After that he removed the part that had been pele-ed, then turns off the light and tells me to not move. Trust me doc, I will do my best. The laser turned on and it was like flashes of blue light for 30 seconds.
Then that eye was done, repeat on left. Which was worse because now I KNEW what he was going to do.
When finally it was over (Alain was able to watch on a TV screen in the waiting room- I don't think he particularly wanted to. He said there were parts that he couldn't watch. Lucky! I had no choice.) I went out into the holding room and they offered something to drink. Not sure why. Anyway, I had a little tartlette and and orange juice, then changed back into my clothes and went back out. The doctor gave me a prescription for some pain killers and eye drops, and we were on our way.
Luckily Alain was with me, because I would have been still lost in the metros of Marseille.
On our way back, we went to the first pharmacy to get my eye drops. They had all but one. Great. Went to the se'cond. They didn't have it either. Went to a third. Non plus.
We finally just ordered it for the next day, but I was not a happy camper at this time. Really, they couldn't have given me the prescription ahead of time so I could get it filled before the day of the operation so that I wouldn't have to spend half an hour stumbling blindly from phamacy to pharmacy? Turns out that the drops that were missing were for the pain. Great.
Went back home, Alain closed all the shutters and left me there in the dark as he went back to work.

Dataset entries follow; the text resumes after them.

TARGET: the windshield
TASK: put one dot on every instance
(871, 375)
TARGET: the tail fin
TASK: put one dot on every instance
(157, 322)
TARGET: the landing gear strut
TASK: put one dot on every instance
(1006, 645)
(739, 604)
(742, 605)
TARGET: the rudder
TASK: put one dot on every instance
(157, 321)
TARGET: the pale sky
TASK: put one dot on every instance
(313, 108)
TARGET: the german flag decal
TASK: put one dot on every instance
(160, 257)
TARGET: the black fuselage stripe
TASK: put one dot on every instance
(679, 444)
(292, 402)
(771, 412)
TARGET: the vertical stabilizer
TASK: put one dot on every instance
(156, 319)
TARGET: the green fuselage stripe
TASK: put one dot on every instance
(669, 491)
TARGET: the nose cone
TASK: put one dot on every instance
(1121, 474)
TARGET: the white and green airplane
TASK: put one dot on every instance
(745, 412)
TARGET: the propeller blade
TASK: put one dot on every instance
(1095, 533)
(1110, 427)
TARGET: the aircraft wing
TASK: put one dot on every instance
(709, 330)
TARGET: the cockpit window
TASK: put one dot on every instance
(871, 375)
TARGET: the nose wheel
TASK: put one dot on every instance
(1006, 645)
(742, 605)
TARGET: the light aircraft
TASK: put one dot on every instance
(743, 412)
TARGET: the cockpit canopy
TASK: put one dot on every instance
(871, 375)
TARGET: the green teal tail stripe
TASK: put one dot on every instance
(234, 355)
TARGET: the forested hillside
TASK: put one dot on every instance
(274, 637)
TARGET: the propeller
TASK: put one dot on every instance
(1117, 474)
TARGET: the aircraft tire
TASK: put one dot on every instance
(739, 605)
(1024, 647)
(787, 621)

I had heard from someone that after about 2 hours it was all better and she was able to return to work. I am not sure if she was talking two hours Neptune time, but back here on Earth, there is no way it was all fine after two hours of Earth time. After two hours of earth time, my eyes were waking up from the anesthesia and saying "Good god woman, what DID you do to us.?!"
I felt like a lovesick teenager crying buckets of tears into my pillow in the dark.
They weren't tears of pain, though it did hurt, but just my eyes were watering watering watering.Which made my nose run. Which gave me sinus pressure.
I used an entire box of kleenex.
Not fun.
When Alain came home I put on a sleep mask in order to naviaget about our lighted apartment. I swear, our apartment is like a blind person's obstacle course. Go past the sack of cement, step over the pile of weights on the floor, go around the box of crown moulding, shuffle through the small corridor between th ecouch and the building supplies.
Really, I need to work on honing my sonar skills. Wandering around the apartment screeching Eeeee! eeee!! doesn't help and only seems to annoy Alain for some reason.